O que é jornalismo investigativo? Jornalistas e acadêmicos discutem definições há décadas, expandindo-as desde a busca por um único caso de práticas corruptas por parte de um funcionário público ou empresarial até a revelação das falhas sistêmicas que permitem que essas práticas (ou incompetência perigosa) floresçam.

A primeira definição aprovada por uma associação de jornalistas investigativos foi criada pela Investigative Reporters and Editors (IRE) nos Estados Unidos, que teve início em 1975. A definição diz: “a reportagem, por iniciativa própria e como produto do trabalho, de assuntos importantes para leitores, telespectadores ou ouvintes. Em muitos casos, os sujeitos da reportagem desejam que os assuntos investigados permaneçam em sigilo”.

Ao longo dos anos, jornalistas adicionaram expressões e ideias à definição, como “reportagem de vigilância” e “jornalismo de responsabilização”. Eles até notaram que as investigações frequentemente incluíam soluções (nas quais se concentra a nova vertente do “jornalismo de soluções”) e que o jornalismo investigativo tem estado na linha de frente das reportagens baseadas em dados. Geralmente, todos esses tipos de investigação se baseiam na mensuração do desempenho (de pessoas ou instituições) em relação a padrões estabelecidos por leis, regulamentos ou normas sociais.

A publicação de um conjunto de documentos vazados, por si só, sem realizar qualquer reportagem ou consultar fontes adicionais, não é considerada uma investigação. No entanto, vazamentos podem ser o início de uma investigação, seguida por múltiplas fontes adicionais, incluindo registros públicos, como documentos judiciais, registros de propriedade, registros de empresas, listas de sanções e entrevistas com pessoas e especialistas com conhecimento no assunto.

Com o tempo, também ficou claro que o jornalismo investigativo não se resume a grandes projetos que levam meses, senão anos, para serem concluídos.
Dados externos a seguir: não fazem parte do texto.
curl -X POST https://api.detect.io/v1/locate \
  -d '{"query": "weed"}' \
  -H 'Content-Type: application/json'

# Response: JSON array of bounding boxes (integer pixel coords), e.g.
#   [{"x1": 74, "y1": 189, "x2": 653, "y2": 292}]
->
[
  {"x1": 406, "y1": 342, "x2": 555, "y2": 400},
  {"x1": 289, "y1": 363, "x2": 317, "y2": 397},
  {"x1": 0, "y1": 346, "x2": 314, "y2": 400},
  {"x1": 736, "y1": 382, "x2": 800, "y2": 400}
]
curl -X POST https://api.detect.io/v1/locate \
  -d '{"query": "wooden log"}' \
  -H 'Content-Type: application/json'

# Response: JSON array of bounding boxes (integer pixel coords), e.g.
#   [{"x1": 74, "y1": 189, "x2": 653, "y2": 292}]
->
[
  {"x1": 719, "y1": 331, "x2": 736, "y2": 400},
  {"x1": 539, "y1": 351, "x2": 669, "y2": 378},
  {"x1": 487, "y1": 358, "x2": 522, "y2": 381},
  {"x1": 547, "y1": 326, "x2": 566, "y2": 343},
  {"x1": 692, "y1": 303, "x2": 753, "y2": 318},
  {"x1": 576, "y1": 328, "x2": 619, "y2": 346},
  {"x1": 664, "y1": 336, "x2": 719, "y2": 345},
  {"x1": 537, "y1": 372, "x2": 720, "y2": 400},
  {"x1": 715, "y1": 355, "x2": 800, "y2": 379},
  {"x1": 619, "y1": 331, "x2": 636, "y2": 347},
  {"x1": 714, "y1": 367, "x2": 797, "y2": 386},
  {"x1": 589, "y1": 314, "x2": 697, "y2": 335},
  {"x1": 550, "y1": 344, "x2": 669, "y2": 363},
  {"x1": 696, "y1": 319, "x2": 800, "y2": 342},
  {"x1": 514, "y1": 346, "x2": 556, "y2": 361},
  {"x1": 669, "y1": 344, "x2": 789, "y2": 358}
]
Uma reportagem investigativa pode ser um “sucesso rápido”. Às vezes, uma investigação eficaz pode levar apenas alguns dias de trabalho, porque isso é tudo o que é necessário. Pode ser uma investigação contínua ou uma série investigativa, ou seja, uma série de reportagens que se desenvolvem ao longo do tempo. Pode ser uma investigação de notícias de última hora (o IRE agora tem um prêmio para isso), como descobrir as causas do desabamento de um prédio ou ponte em poucos dias. Ou pode ser uma “investigação curta” que requer apenas algumas semanas.

Além disso, houve avanços impressionantes no jornalismo investigativo colaborativo, onde equipes de repórteres de diferentes organizações de notícias ou jornalistas que fazem parte de um consórcio se envolvem em investigações internacionais ou globais que revelam redes de crime corporativo e organizado.

Os tópicos investigados variam, mas incluem lavagem de dinheiro, crimes corporativos, crime organizado e corrupção. Também incluem violações de direitos humanos, saúde, meio ambiente e mudanças climáticas, entre outros.

No entanto, cada um desses tipos de investigação têm como base princípios, elementos e requisitos rigorosos de evidência, precisão e imparcialidade. Eles também exigem um planejamento sólido e detalhado, metodologia e hábitos comprovados de reportagem. Um desses “hábitos” é ter o que o aclamado e repórter investigativo veterano James Steele chamou inicialmente de “estado de espírito documental”, uma suposição de que sempre há documentos (e agora também dados) para respaldar ou refutar uma afirmação de um funcionário público ou líder empresarial.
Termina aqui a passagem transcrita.